Synopses & Reviews
One of the world's wittiest travel writers -- the bestselling author of Mother Tongue and Notes From a Small Island -- takes on the daunting, gorgeous Appalachian Trail.
"A Walk in the Woods" is a fantastically funny account of Bill Bryson's months walking the Appalachian Trail. Bryson is one of the best of our comic writers, and in this new audiobook his wit sparkles as never before as he takes on the most daunting and most beautiful walk in the world. From Springer Mountain in Georgia right up to Mount Katahdin in Maine, the Appalachian Trail has fascinated generations of walkers with its challenge and breathtaking beauty. Now, it has a writer to match its grandeur.
For reasons that even he doesn't understand, Bryson decided in 1996 to walk the trail on his return from a quarter century living on the "small island" of Great Britain. Starting out in Georgia, he and his infamous sidekick Katz (who appears in Neither Here Nor There; Bryson describes him as "single-handedly ensuring that Iowa has a thriving drug culture") attack the most beautiful and daunting trail, and in the process Bryson brings to life the great American outdoors. Spending damp nights in open shelters, feasting on noodles and candy bars, sweating up mountains and traipsing across swollen rivers, this is adventure and nature writing at its very best -- and funniest. One only has to read of Bryson's obsessive fear of bears, or his fight with a security guard who wants to impound his car (his crime was to try to look at a hill), or of Katz's encounter with Beulah and her fearsome husband "Bubba T. Flubba", to realize this is a comic writer at the height of his powers. And always in the background is the naturalworld, breathtaking and powerful, leading them on.
Along the way Bryson uses his dart-like wit to serious effect to reveal just what we are in danger of losing. As he says, "if the global temperature rises by 4degreeF over the next 50 years, as is evidently possible, then the whole of the Appalachian wilderness below New England could become Savanna". This is powerful and timely stuff, and Bryson misses no opportunity to highlight just how the Appalachian Trail needs committed and insightful guardianship if it is to survive and prosper into the next century.
Synopsis
"Not long after I moved with my family to a small town in New Hampshire, I happened upon a path that vanished into a wood on the edge of town."
So begins Bill Bryson's hilarious book A Walk in the Woods.
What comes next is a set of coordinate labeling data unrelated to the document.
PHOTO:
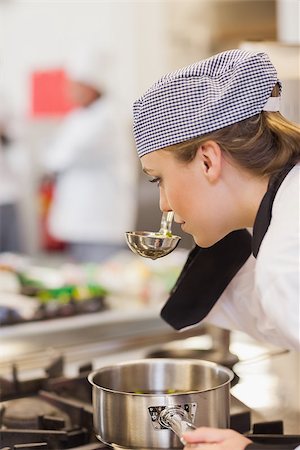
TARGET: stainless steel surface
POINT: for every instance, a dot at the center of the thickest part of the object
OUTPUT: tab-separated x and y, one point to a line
136	393
150	244
178	420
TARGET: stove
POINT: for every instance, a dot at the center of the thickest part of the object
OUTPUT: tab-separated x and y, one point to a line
55	411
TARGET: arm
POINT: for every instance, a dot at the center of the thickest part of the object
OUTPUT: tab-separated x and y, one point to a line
264	296
224	439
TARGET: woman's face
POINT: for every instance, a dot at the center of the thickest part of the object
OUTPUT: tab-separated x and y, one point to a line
196	200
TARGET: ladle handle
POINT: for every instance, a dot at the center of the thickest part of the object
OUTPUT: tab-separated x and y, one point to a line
166	222
177	420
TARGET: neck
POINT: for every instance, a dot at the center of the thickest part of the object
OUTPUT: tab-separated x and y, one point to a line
247	191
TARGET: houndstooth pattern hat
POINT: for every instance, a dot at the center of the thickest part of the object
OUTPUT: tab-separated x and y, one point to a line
203	97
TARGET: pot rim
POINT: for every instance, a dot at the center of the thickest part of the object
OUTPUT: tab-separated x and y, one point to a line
180	361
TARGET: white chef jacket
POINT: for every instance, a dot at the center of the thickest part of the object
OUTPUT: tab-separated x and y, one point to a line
263	298
95	198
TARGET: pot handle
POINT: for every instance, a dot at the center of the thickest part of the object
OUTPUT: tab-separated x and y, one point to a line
177	420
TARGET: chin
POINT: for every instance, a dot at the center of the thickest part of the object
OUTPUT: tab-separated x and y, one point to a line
205	243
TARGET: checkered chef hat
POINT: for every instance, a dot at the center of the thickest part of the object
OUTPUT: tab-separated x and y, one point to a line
203	97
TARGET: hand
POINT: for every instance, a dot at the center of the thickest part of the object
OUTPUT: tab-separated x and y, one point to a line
215	439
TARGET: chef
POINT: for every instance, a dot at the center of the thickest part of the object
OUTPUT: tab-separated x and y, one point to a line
91	156
225	160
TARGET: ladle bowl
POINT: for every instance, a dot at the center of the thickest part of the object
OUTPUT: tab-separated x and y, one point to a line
150	244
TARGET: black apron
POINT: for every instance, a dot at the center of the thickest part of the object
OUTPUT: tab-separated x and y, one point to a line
208	271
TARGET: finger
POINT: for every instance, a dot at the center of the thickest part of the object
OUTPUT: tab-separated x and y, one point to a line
207	434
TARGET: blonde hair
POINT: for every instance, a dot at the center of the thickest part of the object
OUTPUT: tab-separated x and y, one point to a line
263	144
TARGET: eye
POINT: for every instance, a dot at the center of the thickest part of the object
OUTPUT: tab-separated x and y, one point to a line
155	180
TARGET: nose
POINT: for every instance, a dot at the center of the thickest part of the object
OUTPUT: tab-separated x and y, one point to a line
163	202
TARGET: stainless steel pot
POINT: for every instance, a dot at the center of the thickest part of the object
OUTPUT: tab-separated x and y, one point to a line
148	403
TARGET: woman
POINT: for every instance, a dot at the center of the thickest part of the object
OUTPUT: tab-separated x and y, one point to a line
211	136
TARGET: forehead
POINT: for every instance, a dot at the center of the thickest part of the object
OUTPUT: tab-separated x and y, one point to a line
156	160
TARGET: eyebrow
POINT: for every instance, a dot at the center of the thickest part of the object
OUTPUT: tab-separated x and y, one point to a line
147	171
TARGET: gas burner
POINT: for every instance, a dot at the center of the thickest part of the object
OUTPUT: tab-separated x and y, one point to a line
55	412
27	412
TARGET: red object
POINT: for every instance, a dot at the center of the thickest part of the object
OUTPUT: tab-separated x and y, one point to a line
49	96
46	191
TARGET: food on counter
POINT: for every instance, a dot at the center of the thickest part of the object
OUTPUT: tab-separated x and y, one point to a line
48	293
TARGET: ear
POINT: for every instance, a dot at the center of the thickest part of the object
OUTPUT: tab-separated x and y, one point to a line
210	155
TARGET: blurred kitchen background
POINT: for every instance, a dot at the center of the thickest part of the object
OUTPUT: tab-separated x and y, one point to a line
145	39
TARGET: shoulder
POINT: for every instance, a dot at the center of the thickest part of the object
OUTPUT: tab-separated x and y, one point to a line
281	242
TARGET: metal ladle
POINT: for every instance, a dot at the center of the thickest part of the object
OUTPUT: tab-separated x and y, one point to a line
150	244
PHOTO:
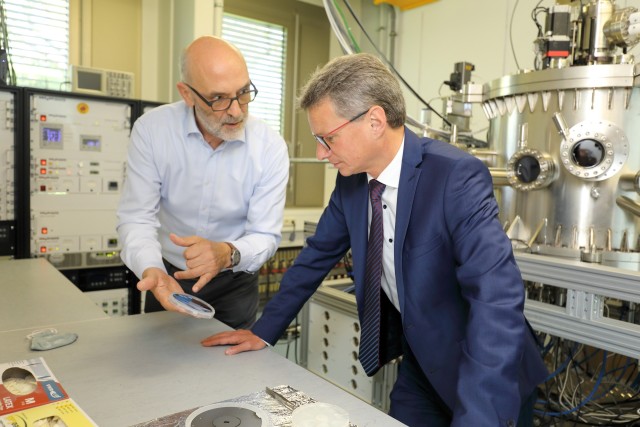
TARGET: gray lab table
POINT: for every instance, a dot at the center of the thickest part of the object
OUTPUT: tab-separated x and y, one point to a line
34	294
128	370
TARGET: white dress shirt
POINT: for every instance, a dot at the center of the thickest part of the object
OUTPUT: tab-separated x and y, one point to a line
177	183
390	177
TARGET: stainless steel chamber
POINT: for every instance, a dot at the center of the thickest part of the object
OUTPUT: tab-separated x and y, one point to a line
568	135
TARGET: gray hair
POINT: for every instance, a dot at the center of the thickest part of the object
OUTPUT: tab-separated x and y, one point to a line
355	83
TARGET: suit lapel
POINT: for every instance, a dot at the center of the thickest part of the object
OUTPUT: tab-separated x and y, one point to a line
360	233
409	175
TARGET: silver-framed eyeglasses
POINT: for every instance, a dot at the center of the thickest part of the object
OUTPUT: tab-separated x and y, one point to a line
220	103
322	140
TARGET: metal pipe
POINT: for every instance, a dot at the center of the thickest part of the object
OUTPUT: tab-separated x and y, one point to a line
499	177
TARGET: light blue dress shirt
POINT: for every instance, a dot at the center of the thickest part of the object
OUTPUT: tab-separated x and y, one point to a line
177	183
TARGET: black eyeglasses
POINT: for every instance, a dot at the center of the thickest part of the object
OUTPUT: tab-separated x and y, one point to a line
220	103
322	140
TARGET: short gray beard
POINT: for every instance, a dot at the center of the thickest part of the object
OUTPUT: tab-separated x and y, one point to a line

Following his return to America after twenty years in Britain, Bryson decided to reacquaint himself with his native country by walking the 2,100-mile Appalachian Trail, which stretches from Springer Mountain in Georgia to Mount Katahdin in Maine. The AT, as it's affectionately known to thousands of hikers, offers an astonishing landscape of silent forests and sparkling lakes--and to a writer with the comic genius of Bill Bryson, it also provides endless opportunities to test his own powers of ineptitude, and to witness the majestic silliness of his fellow human beings.
For a start, there's the gloriously out-of-shape Stephen Katz, a buddy from Iowa who accompanies the similarly unfit Bryson on the trail. Once Bryson and Katz settle into their stride, it's not long before they come across the fabulously annoying Mary Ellen, whose disappearance ruins a perfectly good slice of pie, a gang of Ralph Lauren-attired yuppies from whom Katz appropriates a key piece of equipment, and a security guard in Pennsylvania who, for no ascertainable reason, impounds Bryson's car. Mile by arduous mile these latter-day pioneers walk America, along the way surviving the threat of bear attacks, the loss of key provisions, and everything else this awe-inspiring country can throw at them.
But A Walk in the Woods is more than just a laugh-out-loud hike. Bryson's acute eye is a wise witness to this fragile and beautiful trail, and as he tells its fascinating history, he makes a moving plea for the conservation of America's last great wilderness. An adventure, a comedy, a lament, and a celebration, A Walk in the Woods is destined to become a modern classic of travel literature.
About the Author
Bill Bryson was born in Des Moines, Iowa. For twenty years he lived in England, where he worked for The Times and The Independent, and wrote for many major British and American publications. His books include the travel memoirs Neither Here nor There, The Lost Continent, and Notes from a Small Island, as well as The Mother Tongue and Made in America. He now lives in Hanover, New Hampshire, with his wife and four children.